You can definitely still pop a ham or turkey in the oven and make sure to include all the traditional trimmings. Alternatively, you can get extra creative and deep-fry the bird outside or switch up the menu entirely and fire up the grill. A nontraditional family meal will be just as special and might be easier to manage in an outdoor setting this year. There are so many different types of salads for appetizers that can be made ahead of time or outdoors. This can free up some space indoors for the hot dishes that need the oven or stove while you entertain guests outdoors. There is a whole host of sides that can easily be prepared on the grill or beforehand, such as corn, grilled veggie skewers, stuffed mushrooms, and even garlic bread. Offer some hot beverages, both adult and family-friendly, to keep everyone warm before and after the meal. Bring out a couple of slow cookers or large thermoses to hold cocoa, hot cider, tea, or mulled wine.

Outsource Dinner or Dessert

You can apply this tip one of two ways. Either encourage a potluck style meal or use this as an opportunity to support your favorite local restaurants. Sometimes family recipes are the biggest draw but even just buying dessert in advance is an easy way to take some pressure off meal prepping.

Plan some outdoor family-friendly entertainment

Crowding on the couch with the game on is not going to be the most social distancing-friendly option to pass the time this year. If people of all ages are expected, set up a crafting table or scavenger hunt to keep the kids occupied. If there are diehard sports fans expected, a video projector might be a worthy investment. Afterward, you can throw on a movie or even connect to a computer to video call those who weren’t able to make it.

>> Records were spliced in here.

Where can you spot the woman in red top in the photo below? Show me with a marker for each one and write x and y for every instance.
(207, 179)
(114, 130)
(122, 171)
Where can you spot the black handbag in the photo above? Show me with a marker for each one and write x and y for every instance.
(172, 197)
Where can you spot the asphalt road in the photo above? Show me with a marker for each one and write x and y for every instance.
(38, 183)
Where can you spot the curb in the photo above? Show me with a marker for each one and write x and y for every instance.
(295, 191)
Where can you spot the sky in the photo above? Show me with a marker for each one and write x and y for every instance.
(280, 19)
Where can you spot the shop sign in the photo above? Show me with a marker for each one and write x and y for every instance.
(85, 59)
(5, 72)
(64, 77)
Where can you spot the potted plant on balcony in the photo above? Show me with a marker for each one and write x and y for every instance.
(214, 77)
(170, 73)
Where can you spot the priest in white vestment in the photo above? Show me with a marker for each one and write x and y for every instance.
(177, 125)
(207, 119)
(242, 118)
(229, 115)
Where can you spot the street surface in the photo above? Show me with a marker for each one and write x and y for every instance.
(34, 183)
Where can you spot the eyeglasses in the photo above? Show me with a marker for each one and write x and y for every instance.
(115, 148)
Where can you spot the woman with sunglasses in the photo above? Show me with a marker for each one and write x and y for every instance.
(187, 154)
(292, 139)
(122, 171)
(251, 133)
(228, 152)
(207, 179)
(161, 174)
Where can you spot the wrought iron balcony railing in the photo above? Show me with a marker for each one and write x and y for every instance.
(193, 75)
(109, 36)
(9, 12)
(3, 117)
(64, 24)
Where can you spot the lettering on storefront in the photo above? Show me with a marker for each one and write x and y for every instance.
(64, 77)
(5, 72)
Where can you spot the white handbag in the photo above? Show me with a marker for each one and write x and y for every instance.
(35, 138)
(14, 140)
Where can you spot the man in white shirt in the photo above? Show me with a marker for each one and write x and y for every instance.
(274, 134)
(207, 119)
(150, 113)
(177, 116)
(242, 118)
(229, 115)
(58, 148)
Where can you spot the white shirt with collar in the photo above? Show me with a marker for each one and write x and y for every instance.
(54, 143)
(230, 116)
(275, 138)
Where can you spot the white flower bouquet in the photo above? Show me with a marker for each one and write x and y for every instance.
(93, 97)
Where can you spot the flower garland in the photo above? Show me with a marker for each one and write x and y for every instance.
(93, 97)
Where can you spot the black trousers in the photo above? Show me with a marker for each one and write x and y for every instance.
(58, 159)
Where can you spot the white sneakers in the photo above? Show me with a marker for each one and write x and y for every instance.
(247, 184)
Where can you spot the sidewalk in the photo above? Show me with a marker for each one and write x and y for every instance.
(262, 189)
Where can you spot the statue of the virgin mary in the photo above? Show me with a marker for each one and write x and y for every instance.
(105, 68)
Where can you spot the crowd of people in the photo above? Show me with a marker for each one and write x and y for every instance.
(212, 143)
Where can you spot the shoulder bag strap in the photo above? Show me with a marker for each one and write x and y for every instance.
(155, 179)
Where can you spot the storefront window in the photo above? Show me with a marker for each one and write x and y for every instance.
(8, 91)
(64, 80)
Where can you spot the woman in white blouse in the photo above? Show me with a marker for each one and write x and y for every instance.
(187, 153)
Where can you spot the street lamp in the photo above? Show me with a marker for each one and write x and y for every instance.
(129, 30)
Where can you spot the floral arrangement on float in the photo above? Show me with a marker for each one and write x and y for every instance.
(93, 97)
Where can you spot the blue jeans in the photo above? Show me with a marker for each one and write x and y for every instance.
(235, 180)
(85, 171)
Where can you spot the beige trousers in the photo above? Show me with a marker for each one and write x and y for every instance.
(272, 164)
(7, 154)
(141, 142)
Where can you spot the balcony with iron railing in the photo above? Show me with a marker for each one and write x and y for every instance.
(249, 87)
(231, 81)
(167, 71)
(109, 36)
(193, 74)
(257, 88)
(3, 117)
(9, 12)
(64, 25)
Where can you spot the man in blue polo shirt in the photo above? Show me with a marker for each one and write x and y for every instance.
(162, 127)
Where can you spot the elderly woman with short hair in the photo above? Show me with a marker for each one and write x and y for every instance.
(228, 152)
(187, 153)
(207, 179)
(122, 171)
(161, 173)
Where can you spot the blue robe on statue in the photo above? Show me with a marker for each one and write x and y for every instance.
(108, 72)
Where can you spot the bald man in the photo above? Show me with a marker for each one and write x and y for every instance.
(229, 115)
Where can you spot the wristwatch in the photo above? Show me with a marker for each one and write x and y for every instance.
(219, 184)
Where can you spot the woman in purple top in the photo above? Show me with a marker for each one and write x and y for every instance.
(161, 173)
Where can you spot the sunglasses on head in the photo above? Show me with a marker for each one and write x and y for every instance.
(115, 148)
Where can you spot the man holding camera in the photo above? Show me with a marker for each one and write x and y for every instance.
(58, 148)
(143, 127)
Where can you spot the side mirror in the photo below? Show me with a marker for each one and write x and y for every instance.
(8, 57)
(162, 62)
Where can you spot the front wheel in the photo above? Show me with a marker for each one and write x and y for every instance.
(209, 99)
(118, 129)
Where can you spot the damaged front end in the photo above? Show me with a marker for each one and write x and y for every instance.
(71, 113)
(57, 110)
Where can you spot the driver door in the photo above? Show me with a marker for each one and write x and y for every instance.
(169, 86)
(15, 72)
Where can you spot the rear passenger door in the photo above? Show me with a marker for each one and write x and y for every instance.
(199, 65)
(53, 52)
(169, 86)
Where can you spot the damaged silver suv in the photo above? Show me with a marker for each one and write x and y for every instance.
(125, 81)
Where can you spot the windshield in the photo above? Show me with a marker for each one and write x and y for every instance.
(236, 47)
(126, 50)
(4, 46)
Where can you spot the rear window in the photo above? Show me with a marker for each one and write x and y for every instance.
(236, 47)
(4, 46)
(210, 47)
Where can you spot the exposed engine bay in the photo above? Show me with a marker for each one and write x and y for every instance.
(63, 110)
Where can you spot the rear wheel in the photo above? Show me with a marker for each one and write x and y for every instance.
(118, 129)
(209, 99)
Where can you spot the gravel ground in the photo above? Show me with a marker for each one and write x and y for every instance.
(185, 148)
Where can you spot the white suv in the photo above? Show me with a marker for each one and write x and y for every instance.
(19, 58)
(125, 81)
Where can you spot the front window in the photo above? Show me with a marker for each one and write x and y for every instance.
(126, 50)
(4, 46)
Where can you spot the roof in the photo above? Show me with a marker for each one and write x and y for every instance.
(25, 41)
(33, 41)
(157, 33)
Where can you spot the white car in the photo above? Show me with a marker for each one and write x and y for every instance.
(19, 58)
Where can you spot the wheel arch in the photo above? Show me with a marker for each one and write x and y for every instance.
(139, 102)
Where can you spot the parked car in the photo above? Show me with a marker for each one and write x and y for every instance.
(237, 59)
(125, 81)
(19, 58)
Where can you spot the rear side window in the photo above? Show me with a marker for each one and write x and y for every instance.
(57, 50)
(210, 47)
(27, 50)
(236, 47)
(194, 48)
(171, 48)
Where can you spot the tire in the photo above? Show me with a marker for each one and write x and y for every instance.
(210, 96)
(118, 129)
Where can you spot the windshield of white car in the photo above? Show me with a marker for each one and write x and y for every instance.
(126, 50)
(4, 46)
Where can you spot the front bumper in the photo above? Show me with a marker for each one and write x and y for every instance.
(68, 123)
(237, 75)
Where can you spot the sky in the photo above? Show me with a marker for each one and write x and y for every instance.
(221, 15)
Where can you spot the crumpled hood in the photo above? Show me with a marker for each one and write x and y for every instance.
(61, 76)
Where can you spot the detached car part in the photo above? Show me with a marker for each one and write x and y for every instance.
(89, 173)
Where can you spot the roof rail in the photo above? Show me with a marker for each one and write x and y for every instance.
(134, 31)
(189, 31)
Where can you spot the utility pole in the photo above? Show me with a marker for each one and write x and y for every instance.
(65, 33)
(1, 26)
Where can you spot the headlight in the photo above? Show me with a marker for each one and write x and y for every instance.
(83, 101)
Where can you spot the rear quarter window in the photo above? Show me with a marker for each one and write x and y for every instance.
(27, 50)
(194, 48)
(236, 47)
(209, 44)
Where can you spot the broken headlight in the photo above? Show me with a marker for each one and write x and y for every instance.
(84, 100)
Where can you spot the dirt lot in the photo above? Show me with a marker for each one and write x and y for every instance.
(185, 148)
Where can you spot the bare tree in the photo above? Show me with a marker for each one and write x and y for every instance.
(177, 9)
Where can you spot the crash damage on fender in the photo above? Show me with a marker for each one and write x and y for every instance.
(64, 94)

Overall this will be a personal decision between the members of your household and your friends and family. It is going to be up to you to make the risk-benefit calculations when it comes to group gatherings this holiday season. Although it may take a bit of extra preparation and organization, it’s the best time to focus on family and be grateful for what you have. Remember that things can change quickly and be respectful of people’s perhaps sudden need to cancel, be it bad weather or a spike in local COVID-19 cases. There will always be other Thanksgivings!